Merrill, Samuel, 1792-1855
- Existence: 1792 - 1855
Samuel Merrill a native of Peacham, Vermont, was an early lawyer and leading citizen of Indiana, who served as state treasurer from 1822 to 1834. Merrill attended Dartmouth College, and in 1816 settled in Vevay, Indiana, where he established a law practice and served in the Indiana General Assembly as a representative from Switzerland County (1821–22). Merrill resigned his position as state treasurer in 1834 to become the president of the State Bank of Indiana (1834–44); he also served as the president of the Madison and Indianapolis Railroad Company (1844–48) and head of the Merrill Publishing Company, which later became the Bobbs-Merrill Company. In addition to his government service and business ventures, Merrill was the second president of the Indiana Historical Society (1835–48), a founder and trustee of Wabash College, and an elder in the Second Presbyterian and Fourth Presbyterian churches in Indianapolis.
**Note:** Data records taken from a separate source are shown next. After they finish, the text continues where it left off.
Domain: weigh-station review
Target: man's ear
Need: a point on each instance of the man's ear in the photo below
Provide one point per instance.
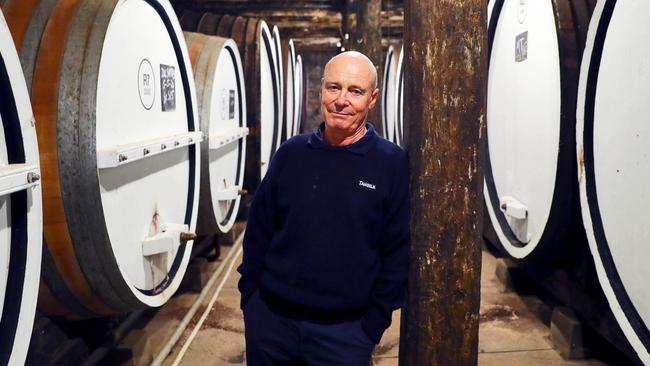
(373, 98)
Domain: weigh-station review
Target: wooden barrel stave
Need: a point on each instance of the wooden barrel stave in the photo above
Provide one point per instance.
(20, 210)
(207, 25)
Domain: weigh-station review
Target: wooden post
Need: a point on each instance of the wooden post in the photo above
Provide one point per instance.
(368, 42)
(445, 96)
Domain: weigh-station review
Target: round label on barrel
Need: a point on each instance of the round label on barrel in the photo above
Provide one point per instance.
(522, 11)
(146, 84)
(523, 122)
(614, 156)
(145, 198)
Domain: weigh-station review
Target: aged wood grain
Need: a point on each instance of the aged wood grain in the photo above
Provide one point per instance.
(445, 96)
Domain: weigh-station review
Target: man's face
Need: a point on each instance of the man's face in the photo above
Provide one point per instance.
(347, 93)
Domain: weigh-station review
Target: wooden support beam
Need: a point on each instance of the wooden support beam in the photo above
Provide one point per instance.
(368, 42)
(445, 96)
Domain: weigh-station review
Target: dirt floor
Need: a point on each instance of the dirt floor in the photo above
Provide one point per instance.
(510, 334)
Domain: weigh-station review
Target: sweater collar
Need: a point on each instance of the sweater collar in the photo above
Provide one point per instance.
(361, 147)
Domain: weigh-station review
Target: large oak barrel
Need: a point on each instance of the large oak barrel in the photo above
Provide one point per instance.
(613, 157)
(263, 83)
(530, 179)
(388, 94)
(115, 103)
(21, 225)
(221, 97)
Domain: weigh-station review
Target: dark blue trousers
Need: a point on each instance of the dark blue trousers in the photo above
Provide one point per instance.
(272, 339)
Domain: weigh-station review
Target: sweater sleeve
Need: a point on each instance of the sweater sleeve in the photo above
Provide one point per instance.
(259, 232)
(389, 289)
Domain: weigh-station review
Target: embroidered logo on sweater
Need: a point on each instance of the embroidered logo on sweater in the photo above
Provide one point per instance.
(367, 185)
Found in 2 Collections and/or Records:
Samuel Merrill's correspondence, primarily with members of his family. He discusses various family matters, describes school teachin in York, Pennsylvania, and reflects on political atmosphere in 1812. One letter describes attendence at an anti-slavery meeting in 1834 at which Lewis Tappan gave and address. Reference to the Dartmouth College Case is also made.
Ten-page short dialogue involving three characters by Samuel Merrill.